The economic outlook of Hong Kong is rebounding gradually. Exports are improving, boosted by demand from China and elsewhere in Asia, noted Scotiabank in a research report. China continues to shape Hong Kong’s economic prospects given that about half of the country’s exports are shipped to mainland China and its retailers rely on mainland tourists’ shopping appetite.

Moreover, household consumption is expected to continue to be a vital source of growth in Hong Kong. Consumer spending is underpinned by wage growth that indicate tight labor market conditions. The economy is close to full employment with the jobless rate at 3.2 percent in March. However, higher local interest rates are expected to hurt consumption growth slightly in the months ahead. Hong Kong’s property investment is likely to decelerate in 2017 but it is expected to be countered by public sector infrastructure outlays.

“Hong Kong’s real GDP growth will likely pick up to 2.2 percent y/y in 2017 and 2.4 percent in 2018 following a 1.9 percent gain last year”, added Scotiabank.

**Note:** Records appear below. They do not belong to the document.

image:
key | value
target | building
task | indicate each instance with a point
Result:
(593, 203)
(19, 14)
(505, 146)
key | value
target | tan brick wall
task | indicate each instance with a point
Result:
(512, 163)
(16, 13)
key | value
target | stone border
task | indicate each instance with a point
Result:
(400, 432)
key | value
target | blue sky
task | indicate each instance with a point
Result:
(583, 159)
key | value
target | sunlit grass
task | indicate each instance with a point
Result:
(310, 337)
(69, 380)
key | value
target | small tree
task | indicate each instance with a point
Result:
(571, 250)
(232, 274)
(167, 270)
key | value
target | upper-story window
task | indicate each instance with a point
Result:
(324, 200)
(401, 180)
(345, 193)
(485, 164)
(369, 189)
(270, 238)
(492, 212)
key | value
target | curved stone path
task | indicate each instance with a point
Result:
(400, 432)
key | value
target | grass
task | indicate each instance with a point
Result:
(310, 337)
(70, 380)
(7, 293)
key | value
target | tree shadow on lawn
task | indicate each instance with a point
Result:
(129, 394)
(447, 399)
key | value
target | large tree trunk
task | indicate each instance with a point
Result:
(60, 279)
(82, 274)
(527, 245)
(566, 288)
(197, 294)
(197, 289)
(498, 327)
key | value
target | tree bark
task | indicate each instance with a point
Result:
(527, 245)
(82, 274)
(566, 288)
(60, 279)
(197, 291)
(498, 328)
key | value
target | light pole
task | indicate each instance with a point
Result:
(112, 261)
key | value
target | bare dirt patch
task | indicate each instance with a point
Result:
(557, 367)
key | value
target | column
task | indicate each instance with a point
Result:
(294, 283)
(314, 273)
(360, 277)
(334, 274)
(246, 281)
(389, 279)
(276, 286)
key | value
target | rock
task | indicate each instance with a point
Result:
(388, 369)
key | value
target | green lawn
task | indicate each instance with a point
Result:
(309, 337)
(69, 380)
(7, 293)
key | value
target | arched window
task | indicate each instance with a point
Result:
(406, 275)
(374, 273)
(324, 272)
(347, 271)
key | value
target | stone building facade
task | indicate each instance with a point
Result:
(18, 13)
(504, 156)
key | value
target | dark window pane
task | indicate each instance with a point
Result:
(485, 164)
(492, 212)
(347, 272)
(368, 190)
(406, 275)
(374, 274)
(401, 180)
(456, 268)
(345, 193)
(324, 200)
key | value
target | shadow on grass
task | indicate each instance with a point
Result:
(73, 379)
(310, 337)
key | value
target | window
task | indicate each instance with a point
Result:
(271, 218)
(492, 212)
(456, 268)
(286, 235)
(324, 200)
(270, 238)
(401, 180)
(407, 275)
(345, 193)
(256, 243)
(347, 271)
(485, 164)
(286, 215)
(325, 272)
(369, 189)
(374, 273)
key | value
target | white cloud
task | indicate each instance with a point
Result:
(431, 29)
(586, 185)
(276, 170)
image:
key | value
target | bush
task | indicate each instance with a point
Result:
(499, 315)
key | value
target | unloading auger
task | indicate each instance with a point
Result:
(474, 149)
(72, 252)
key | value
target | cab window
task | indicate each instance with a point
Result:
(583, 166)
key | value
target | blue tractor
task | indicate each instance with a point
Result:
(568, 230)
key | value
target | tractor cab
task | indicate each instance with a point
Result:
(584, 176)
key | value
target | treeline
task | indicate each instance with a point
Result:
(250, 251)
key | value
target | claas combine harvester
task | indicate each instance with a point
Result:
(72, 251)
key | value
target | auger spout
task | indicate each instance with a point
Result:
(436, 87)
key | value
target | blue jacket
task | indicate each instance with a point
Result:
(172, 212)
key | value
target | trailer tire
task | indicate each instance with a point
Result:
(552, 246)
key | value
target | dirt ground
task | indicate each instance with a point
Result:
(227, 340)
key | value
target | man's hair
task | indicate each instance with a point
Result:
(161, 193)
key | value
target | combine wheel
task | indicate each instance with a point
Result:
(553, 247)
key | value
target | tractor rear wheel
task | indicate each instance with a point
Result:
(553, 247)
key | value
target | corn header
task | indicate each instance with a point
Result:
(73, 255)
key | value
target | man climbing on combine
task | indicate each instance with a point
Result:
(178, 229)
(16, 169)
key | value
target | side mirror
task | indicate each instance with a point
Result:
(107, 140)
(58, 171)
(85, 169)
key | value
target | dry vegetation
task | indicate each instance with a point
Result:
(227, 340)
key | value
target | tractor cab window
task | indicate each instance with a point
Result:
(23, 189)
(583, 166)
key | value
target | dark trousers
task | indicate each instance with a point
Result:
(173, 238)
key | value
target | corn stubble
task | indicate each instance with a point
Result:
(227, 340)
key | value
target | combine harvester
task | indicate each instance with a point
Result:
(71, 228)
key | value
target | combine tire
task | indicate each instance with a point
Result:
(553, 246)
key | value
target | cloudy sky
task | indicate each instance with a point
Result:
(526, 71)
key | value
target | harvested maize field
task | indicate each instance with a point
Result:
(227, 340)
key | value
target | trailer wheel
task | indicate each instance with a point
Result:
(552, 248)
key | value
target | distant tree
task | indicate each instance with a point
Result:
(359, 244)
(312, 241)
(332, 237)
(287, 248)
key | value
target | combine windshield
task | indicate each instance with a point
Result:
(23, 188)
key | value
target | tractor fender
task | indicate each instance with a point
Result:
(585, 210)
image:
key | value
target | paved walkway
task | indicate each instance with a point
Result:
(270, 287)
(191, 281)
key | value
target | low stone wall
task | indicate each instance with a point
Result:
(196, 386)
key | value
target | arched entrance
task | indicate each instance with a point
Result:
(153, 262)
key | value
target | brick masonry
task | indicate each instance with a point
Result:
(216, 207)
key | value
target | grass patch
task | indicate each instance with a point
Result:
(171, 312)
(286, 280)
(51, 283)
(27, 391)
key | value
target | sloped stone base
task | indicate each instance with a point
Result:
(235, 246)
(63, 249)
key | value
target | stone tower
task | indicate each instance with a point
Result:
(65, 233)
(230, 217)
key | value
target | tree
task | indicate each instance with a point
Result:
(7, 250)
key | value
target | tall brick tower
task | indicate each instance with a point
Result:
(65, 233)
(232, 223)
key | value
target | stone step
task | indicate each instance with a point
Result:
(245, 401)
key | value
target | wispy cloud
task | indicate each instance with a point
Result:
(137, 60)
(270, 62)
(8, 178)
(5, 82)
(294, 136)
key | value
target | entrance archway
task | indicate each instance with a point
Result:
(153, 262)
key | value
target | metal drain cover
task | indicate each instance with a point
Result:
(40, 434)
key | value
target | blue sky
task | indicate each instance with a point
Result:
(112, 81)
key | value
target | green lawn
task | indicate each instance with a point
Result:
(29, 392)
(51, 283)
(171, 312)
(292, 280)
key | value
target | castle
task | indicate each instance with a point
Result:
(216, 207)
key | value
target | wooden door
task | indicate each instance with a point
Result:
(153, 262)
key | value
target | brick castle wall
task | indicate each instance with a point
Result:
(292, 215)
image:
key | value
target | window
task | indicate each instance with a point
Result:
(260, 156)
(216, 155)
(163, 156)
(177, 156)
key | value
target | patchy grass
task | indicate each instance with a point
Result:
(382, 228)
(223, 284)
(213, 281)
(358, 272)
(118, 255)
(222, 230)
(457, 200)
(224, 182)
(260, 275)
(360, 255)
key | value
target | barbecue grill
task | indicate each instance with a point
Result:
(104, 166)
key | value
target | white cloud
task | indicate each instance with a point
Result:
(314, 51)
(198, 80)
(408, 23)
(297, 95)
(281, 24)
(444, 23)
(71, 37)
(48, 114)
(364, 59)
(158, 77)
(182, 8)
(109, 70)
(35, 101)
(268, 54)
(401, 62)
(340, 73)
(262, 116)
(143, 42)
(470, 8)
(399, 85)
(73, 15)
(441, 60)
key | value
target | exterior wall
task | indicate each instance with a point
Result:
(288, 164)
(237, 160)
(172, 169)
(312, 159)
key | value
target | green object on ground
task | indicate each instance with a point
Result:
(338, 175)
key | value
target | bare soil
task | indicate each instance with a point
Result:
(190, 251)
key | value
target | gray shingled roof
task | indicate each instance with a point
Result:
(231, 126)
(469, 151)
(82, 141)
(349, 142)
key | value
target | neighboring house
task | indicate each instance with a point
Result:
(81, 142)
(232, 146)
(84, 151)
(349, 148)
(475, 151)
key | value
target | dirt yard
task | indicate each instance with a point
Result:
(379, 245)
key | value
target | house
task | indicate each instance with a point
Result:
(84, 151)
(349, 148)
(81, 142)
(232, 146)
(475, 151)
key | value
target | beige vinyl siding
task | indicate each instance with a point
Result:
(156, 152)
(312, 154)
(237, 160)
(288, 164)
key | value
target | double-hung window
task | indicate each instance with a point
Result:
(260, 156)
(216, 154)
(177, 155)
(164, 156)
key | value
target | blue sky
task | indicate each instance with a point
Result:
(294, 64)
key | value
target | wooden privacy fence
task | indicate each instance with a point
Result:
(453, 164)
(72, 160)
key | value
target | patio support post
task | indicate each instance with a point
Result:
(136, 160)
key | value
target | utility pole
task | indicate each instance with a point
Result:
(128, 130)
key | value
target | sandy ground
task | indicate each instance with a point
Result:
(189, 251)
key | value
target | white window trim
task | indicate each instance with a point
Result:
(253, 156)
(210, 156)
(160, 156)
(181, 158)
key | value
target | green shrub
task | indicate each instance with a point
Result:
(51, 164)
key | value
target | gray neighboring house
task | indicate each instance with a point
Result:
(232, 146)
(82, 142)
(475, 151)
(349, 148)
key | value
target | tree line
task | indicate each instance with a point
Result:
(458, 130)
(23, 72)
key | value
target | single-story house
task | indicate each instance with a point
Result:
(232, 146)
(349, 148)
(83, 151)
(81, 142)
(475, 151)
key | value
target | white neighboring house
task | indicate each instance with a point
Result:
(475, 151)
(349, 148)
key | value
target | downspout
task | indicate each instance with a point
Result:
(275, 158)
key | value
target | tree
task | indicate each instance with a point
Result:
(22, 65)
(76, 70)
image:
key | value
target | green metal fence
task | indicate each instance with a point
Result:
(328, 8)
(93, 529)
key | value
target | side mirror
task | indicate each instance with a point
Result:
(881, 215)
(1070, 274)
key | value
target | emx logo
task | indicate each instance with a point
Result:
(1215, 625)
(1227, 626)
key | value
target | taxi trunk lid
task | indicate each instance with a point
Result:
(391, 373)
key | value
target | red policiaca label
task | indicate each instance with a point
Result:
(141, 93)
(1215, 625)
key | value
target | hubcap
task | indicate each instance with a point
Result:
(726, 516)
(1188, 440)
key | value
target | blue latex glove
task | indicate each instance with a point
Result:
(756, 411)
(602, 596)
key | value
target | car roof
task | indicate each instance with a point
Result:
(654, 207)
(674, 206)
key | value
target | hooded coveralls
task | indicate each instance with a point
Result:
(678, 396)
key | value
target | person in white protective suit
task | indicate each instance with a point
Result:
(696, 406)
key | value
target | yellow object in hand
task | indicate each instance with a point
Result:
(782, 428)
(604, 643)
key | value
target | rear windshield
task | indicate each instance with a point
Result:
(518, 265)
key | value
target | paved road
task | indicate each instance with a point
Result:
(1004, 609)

Meanwhile, the Hong Kong Monetary Authority hiked its Base Rate by 25 basis points to 1.25 percent, reflecting the interest rate rise by the U.S. Federal Reserve in mid-March. Hong Kong’s consumer prices had risen 0.5 percent year-on-year in March. Base effects are expected to accelerate inflation rate temporarily to 1.75 percent year-on-year before mid-2017, stated Scotiabank.